This week I improved my CVÂ target detection code and helped the group with more drop tests and some integration tasks. For integration we finally combined the propulsion system inside the housing with the PWM generation code that Daniel prepared and the CV code that I worked on. Daniel and I built an apparatus, pictured in the team report, to hang the device from for our demo. I uploaded my code to the Raspberry Pi, and adjusted it to the new camera. The fish eye lens was different from that of my laptop camera so I had to reduce the perfectness parameter and increase the maximum radius from 30 to 50 pixels to make it visible at the distance fit for our use case.
The earlier part of the week I spent making my CV more robust.

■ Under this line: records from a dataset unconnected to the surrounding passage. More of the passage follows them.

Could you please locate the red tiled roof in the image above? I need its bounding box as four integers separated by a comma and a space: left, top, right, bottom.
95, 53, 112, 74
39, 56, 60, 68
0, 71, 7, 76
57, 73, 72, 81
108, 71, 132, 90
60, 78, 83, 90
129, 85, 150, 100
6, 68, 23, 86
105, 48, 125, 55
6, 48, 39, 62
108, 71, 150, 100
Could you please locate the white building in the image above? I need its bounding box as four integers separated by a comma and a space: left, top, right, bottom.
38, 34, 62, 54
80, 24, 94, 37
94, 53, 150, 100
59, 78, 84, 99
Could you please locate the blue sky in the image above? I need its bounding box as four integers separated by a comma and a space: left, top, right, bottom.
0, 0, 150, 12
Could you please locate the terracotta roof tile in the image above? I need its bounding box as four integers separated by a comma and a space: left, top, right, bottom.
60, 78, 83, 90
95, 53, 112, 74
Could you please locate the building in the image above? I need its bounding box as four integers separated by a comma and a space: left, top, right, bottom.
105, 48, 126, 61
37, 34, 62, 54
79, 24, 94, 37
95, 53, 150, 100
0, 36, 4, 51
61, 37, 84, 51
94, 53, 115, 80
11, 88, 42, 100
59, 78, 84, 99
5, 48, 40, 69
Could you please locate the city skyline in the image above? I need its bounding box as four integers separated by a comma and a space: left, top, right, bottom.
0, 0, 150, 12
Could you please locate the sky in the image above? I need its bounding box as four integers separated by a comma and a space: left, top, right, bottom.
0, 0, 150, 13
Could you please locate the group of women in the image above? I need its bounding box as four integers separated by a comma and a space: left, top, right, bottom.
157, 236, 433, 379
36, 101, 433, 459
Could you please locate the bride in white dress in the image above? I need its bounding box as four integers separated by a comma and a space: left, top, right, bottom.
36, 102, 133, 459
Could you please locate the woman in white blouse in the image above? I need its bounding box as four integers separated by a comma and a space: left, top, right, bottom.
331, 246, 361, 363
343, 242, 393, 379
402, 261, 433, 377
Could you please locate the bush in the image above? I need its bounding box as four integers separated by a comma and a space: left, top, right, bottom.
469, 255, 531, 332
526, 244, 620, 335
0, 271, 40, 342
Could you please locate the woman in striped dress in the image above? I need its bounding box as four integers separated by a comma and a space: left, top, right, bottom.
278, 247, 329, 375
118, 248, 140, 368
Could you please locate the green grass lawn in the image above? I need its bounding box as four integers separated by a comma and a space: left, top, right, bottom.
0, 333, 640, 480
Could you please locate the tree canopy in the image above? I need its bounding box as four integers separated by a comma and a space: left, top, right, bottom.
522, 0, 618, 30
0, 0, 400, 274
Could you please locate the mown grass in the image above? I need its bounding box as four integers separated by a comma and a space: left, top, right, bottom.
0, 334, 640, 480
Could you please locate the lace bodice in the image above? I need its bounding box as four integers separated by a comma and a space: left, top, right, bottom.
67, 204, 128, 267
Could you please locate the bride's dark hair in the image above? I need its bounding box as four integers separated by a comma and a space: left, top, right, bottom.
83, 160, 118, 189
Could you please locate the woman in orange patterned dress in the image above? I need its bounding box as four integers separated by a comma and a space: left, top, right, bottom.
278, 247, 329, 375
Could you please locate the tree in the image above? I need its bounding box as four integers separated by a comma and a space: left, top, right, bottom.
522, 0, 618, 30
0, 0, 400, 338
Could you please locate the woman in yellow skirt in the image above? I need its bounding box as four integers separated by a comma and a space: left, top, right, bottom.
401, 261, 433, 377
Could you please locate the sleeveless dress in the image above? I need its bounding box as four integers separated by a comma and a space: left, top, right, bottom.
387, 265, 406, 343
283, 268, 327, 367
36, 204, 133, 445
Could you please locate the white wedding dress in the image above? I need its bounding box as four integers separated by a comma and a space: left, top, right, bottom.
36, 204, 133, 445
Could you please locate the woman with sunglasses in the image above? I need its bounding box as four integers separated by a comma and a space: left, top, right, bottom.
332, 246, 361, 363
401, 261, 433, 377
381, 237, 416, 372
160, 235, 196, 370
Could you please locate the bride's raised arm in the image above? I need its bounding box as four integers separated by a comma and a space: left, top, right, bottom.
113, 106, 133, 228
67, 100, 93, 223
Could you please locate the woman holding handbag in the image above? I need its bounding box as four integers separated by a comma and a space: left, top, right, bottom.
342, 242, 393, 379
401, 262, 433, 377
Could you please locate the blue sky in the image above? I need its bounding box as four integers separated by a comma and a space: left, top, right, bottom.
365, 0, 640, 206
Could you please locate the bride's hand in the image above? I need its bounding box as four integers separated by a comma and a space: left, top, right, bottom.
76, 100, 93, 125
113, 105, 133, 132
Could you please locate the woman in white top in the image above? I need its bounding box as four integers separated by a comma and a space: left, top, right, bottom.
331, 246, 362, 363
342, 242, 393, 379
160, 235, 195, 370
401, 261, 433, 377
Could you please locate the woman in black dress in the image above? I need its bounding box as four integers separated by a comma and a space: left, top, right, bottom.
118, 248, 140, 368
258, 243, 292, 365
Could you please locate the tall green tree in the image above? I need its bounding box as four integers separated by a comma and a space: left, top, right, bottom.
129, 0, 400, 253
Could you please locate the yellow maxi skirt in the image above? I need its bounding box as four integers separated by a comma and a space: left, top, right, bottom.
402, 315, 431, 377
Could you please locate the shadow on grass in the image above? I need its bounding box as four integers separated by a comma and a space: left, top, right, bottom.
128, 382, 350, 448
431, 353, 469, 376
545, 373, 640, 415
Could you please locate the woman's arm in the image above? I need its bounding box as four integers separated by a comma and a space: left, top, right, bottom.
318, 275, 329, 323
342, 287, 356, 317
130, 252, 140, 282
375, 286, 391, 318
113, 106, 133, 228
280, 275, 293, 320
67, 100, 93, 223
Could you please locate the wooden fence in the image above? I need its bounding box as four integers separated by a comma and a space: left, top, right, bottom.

I did a number of things to address problems like false circles and misattribution of the target. These changes have made the algorithm more robust, and affected the latency minimally. We measured about 6fps before and 5fps after.
- I performed HoughCircles on a thresholded image instead of the original grayscale image. This means the image was changed to binary, with pixel values above a certain value turned to 255, and the rest to 0. Our target is black against white, so circles where the gradient is less will not be present in the thresholded image.
- When the circle is lost, most likely due to motion blur, the last known location of the target is stored.
- When there are multiple circles, we choose the one whose center is the least Euclidean distance from where the target was last found.